Mahler Song Cycles: In meinem Himmel

Pace Grafilo, I actually find this quartet transcription more intimate than the piano version. Four string players, working in coördination, can actually be more flexible than one pianist at a grand piano, whose imposing resonance somehow induces formality. Many passages in the Rückert songs and the Kindertotenlieder move along rather briskly: in Kindra Scharich’s renderings, the effect is not rushed, but simply conversational and immediate. Liebst du um Schönheit, performed this way, feels intensely personal. While Oft denk’ich, sie sind nur ausgegangen loses its customary bounding quality, it is unusually flowing.

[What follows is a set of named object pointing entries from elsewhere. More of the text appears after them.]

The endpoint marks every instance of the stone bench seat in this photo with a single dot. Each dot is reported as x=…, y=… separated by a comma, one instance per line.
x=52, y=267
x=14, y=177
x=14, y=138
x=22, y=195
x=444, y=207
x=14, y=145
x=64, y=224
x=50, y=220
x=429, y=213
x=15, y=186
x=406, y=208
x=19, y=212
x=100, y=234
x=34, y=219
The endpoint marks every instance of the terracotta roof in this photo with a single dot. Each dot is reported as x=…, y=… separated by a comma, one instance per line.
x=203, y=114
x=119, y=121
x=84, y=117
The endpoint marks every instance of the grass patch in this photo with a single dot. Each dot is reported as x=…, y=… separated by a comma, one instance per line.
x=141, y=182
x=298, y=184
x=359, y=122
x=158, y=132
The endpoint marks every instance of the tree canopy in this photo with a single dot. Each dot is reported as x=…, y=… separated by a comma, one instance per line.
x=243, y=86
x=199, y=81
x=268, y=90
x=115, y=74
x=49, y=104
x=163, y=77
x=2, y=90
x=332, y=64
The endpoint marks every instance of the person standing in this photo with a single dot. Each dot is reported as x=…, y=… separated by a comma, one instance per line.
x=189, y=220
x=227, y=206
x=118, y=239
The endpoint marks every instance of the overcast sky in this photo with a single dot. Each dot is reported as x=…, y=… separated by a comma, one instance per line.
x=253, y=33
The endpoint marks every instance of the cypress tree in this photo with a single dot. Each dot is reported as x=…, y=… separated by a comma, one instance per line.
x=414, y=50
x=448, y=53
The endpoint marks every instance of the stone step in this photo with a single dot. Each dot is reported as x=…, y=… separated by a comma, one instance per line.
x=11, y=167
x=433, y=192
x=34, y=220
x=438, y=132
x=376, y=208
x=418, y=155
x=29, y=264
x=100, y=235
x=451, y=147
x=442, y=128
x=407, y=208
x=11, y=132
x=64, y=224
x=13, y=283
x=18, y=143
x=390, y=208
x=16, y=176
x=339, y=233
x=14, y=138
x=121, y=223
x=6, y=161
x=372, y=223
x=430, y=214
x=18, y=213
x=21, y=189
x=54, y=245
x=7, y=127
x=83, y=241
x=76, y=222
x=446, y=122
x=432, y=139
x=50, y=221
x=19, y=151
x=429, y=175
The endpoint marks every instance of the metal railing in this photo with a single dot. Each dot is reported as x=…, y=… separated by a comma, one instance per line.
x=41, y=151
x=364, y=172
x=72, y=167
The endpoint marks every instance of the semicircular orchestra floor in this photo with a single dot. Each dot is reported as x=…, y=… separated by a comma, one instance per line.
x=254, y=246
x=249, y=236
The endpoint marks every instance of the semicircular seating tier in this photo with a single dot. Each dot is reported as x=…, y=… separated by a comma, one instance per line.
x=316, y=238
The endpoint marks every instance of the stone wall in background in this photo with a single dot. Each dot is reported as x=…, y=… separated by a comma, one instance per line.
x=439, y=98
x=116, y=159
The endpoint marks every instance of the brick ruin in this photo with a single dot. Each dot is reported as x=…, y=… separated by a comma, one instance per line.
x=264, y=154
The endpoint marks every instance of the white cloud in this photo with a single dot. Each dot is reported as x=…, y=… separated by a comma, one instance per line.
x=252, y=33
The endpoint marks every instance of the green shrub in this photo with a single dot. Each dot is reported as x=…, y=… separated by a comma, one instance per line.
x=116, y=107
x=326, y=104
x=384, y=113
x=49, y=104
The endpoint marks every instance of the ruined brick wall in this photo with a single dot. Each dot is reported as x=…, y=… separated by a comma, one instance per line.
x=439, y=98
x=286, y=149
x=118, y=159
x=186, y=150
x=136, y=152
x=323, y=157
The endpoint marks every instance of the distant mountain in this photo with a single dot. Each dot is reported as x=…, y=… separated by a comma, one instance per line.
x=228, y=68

The Alexander Quartet plays attentively and with flair. Here and there, they even manage to suggest the timbres of the absent winds, including the staccatos that begin Ging heut’ Morgen. … Scharich has a fresh timbre and, as suggested, an easy, spontaneous manner. She projects Die zwei blauen Augen with a nice hush, and the light quartet framework allows her to float through Ich atmet’ einen linden Duft. Her feeling for purely musical detail particularly tells in the Kindertotenlieder: the move to major in Nun seh’ ich wohl, the brief affirmation in In diesem Wetter. … The sound quality is excellent, as evident from the fact that I made hardly any notes about it. There is a subtle ambience, if you specifically listen for it. Otherwise, you will hear a vivid sound suggesting a warm, intimate room.